Tom condujo despacio hasta que pasamos la curva. Entonces pisó a fondo el acelerador y el cupé se adentró en la noche a toda velocidad. Poco después oí un sollozo ronco, contenido, y vi que las lágrimas le corrían por la cara.

—¡Maldito cobarde hijo de puta! —gimoteó—. Ni siquiera paró.




La casa de los Buchanan flotó de improviso hacia nosotros a través del rumor y la oscuridad de los árboles. Tom se detuvo ante el porche y miró a la segunda planta, donde dos ventanas se abrían iluminadas entre las enredaderas.


—Daisy está en casa —dijo. Mientras nos apeábamos del coche, me miró y arrugó la frente—. Debería haberte dejado en West Egg, Nick. Esta noche no podemos hacer nada.

Había sufrido un cambio, y hablaba con gravedad y decisión. Recorríamos a la luz de la luna el sendero de grava que lleva al porche, y Tom liquidó la situación con un par de frases concluyentes.

—Pediré un taxi por teléfono para que te lleve a casa y, mientras lo esperas, lo mejor es que vayas con Jordan a la cocina para que os preparen algo de cena, si te apetece —abrió la puerta—. Pasad.

—No, gracias. Pero te agradeceré que me pidas un taxi. Esperaré fuera.
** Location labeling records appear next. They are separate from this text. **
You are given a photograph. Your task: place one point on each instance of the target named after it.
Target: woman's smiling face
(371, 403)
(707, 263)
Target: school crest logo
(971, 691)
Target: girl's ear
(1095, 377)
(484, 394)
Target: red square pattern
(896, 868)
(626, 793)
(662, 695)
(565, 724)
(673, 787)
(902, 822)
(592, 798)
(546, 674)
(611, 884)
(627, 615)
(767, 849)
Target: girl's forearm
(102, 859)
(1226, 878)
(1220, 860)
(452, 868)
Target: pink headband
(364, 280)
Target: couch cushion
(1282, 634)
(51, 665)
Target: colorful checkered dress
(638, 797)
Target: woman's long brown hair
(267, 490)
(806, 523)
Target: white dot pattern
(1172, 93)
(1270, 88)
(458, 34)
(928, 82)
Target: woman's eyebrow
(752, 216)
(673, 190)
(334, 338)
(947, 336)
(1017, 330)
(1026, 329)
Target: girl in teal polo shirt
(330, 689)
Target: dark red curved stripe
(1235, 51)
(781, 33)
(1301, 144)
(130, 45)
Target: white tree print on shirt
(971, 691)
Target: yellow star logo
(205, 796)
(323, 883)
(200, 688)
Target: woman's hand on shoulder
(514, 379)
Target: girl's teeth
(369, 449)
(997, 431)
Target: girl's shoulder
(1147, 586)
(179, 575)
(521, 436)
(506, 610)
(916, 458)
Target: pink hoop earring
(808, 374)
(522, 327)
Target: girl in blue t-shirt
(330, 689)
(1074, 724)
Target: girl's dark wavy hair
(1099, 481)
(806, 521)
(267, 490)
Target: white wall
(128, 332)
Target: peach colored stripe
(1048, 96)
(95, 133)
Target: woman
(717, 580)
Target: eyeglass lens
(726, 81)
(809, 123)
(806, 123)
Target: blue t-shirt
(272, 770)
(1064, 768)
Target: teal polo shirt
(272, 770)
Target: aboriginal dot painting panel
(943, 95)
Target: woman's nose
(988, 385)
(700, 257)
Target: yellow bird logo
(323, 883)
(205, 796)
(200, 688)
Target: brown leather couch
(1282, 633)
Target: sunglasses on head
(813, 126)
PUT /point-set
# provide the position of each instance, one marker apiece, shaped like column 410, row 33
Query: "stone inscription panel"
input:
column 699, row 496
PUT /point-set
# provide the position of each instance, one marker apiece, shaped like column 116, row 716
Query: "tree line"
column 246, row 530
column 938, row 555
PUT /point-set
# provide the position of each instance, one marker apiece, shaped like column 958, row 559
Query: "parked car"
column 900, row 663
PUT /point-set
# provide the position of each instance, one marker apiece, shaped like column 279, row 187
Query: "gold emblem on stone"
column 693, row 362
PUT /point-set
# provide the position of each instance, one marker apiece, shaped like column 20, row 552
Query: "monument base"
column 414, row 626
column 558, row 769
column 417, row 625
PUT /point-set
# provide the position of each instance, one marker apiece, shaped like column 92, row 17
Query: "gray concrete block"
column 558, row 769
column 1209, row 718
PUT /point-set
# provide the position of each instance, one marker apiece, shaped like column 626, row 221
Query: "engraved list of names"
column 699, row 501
Jordan me puso la mano en el brazo.

—¿No quieres entrar, Nick?

—No, gracias.

Me sentía mal y quería estar solo. Pero Jordan insistió un poco más.

—Sólo son las nueve y media —dijo.

Quedarme hubiera sido una maldición: un día entero en su compañía ya me parecía bastante, y aquello, inesperadamente, incluía también a Jordan, que debió de percibir algo de eso en mi expresión, porque dio media vuelta, subió corriendo las escaleras del porche y se metió en la casa. Me senté un rato con la cabeza entre las manos hasta que oí descolgar el teléfono y la voz del mayordomo que pedía un taxi. Entonces bajé despacio el paseo con la idea de esperar junto a la cancela.

No había recorrido veinte metros cuando oí mi nombre y Gatsby salió de entre dos arbustos. Yo debía de estar muy descentrado en ese momento porque en lo único que podía pensar era en la luminosidad del traje rosa de Gatsby bajo la luna.

—¿Qué haces? —pregunté.

—Sólo estar aquí, compañero.

Me pareció una ocupación despreciable, no sé por qué. Por lo que yo sabía, podía desvalijar la casa en cualquier instante; no me hubiera sorprendido ver las caras siniestras de «la pandilla de Wolfshiem» detrás de él, en la oscuridad de los matorrales,

—¿Habéis visto algo en la carretera? —preguntó al cabo de unos segundos.

—Sí.

—¿Ha muerto?

—Sí.

—Eso me pareció, y se lo dije a Daisy. Era mejor que recibiera la impresión de golpe. Lo soportó muy bien.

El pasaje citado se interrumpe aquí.